Output Feedback Minimax Adaptive Control
Olle Kjellqvist, Anders Rantzer

TL;DR
This paper introduces a minimax dual control framework for adaptive control that handles uncertainty in linear systems, providing finite-dimensional information states and controllers with guaranteed finite gain performance.
Contribution
It presents a unified approach for state and output feedback adaptive control using a minimax formulation with finite-dimensional information states.
Findings
Finite-dimensional information states exist for the minimax dual control problem.
Controllers designed via Bellman inequalities ensure finite gain stability.
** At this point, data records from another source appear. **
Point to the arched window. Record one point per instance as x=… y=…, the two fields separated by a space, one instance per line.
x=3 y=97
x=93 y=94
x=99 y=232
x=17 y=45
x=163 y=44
Numerical example demonstrates the effectiveness of the proposed method.
Abstract
This paper formulates adaptive controller design as a minimax dual control problem. The objective is to design a controller that minimizes the worst-case performance over a set of uncertain systems. The uncertainty is described by a set of linear time-invariant systems with unknown parameters. The main contribution is a common framework for both state feedback and output feedback control. We show that for finite uncertainty sets, the minimax dual control problem admits a finite-dimensional information state. This information state can be used to design adaptive controllers that ensure that the closed-loop has finite gain. The controllers are derived from a set of Bellman inequalities that are amenable to numerical solutions. The proposed framework is illustrated on a challenging numerical example.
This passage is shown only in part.